Designed as a living museum depicting traditional Bedouin life, the Heritage Village over the Abu Dhabi Corniche features tents, courtyard houses, an ancient irrigation system, workshops where craftsmen ply their trades, a museum and much more.

A great attraction for children and often called the 'Disneyland of the Middle East', Hili Fun City is the largest theme park in the Gulf. Completely refurbished and modernised in 2009, the park offers a number of rides and amusements, including a mini train tour, an ice skating rink, a rollercoaster and sky-flyer, and the Dynamic Motion Theatre. There are also beautifully landscaped gardens and various picnic spots to enjoy at the park.

Numerous local tour operators in Abu Dhabi offer trips from the city to the famed Liwa Oasis, about three hours drive away along a modern highway. This green, agricultural strip at the edge of the Rub Al Khali ('Empty Quarter') is surrounded by desolate desert with farms abutting towering sand dunes. Visitors enjoy overnight camel trips to camp in the desert. The oasis, made up of a string of small towns and villages, is resplendent with pools of fresh water and date plantations, and is the ancestral home of the Bani Yas tribe from whence sprang Abu Dhabi's ruling family.

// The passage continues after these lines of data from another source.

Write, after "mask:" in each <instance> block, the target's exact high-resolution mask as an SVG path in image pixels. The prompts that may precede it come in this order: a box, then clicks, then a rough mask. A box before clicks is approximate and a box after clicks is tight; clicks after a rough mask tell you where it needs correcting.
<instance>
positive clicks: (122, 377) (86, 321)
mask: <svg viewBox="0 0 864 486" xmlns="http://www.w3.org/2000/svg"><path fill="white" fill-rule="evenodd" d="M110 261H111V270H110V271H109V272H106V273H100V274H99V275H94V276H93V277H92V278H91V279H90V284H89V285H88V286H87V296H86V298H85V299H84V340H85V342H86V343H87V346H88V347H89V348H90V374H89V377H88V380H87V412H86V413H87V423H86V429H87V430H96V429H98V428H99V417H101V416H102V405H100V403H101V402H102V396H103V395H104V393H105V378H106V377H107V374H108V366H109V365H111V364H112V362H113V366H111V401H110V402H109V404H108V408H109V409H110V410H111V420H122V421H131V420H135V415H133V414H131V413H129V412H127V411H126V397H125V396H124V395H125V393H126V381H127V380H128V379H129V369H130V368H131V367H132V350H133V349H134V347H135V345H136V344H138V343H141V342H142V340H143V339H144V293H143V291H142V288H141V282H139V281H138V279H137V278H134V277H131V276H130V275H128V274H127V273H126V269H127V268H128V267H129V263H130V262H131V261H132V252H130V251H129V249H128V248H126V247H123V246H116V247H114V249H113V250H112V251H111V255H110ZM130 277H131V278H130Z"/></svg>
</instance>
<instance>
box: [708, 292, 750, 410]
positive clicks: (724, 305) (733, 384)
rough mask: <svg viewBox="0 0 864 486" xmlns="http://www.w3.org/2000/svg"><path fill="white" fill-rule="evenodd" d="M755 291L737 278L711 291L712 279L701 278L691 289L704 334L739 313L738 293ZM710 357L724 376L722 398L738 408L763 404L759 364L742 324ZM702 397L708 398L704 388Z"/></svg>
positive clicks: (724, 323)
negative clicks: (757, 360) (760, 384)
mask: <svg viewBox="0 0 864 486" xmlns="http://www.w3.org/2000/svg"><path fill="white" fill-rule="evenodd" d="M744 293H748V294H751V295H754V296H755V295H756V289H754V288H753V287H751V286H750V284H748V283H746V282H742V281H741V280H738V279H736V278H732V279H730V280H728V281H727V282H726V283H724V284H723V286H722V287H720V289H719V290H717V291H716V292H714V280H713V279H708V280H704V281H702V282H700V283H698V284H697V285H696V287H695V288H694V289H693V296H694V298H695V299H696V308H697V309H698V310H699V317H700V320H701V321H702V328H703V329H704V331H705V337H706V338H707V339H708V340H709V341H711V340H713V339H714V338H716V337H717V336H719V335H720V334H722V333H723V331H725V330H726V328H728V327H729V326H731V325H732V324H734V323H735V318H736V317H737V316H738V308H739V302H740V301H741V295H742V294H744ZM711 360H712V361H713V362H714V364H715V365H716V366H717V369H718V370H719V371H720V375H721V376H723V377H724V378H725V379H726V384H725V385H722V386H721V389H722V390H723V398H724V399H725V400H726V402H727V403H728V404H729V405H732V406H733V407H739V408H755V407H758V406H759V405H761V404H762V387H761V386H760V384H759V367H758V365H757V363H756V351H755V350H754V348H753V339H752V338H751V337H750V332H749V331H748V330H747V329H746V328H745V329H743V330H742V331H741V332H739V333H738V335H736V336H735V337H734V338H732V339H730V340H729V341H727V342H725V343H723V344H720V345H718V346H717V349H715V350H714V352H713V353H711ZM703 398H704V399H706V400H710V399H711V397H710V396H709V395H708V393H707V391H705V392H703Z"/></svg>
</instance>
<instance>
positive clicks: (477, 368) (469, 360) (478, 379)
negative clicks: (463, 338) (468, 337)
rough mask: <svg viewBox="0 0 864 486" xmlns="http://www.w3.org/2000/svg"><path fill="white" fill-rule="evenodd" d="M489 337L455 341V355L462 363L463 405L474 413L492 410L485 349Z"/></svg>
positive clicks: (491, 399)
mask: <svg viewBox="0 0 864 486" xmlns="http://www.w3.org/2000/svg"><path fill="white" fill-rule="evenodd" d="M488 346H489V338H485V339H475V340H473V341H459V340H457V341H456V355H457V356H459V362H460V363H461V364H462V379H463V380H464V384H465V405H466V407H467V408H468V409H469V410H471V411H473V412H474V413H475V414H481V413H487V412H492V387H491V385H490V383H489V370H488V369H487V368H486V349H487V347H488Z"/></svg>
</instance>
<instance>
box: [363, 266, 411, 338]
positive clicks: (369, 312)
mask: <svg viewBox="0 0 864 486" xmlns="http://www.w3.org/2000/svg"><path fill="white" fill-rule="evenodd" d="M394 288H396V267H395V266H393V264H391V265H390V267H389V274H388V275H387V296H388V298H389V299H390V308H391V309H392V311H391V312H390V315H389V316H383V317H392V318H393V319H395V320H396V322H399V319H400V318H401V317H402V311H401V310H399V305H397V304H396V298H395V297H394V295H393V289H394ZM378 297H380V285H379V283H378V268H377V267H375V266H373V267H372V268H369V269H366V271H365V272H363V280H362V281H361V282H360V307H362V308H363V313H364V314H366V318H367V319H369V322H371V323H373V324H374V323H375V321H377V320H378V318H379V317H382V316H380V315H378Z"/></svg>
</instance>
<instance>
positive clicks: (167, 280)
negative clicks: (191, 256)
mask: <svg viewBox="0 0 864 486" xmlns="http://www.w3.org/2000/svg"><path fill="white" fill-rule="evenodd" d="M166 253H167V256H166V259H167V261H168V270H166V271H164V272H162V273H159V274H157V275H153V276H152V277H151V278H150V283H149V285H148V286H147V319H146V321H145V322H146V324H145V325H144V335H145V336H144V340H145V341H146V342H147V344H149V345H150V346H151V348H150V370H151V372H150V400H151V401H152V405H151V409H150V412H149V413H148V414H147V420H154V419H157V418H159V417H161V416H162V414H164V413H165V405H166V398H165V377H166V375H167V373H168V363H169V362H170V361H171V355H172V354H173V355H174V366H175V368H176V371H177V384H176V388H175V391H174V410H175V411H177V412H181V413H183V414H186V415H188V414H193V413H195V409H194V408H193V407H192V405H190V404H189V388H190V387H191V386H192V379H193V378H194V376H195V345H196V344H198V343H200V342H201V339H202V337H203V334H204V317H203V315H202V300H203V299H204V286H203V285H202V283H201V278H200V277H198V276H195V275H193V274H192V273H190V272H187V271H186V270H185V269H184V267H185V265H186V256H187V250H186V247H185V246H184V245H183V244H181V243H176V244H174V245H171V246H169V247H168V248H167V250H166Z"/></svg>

The Fun City at Marina Mall is a great place for kids, offering an exciting range of arcade games and rides to enjoy. Favourite rides at the amusement centre include the thrashing shark rollercoaster, the whizzy little bumper cars and the 'Extreme Shock' machine - actually very safe!

The basis of Abu Dhabi's wealth, the oil industry, is showcased in this permanent exhibition of photographs and interactive displays depicting the discovery of the 'black gold' and subsequent development of the region.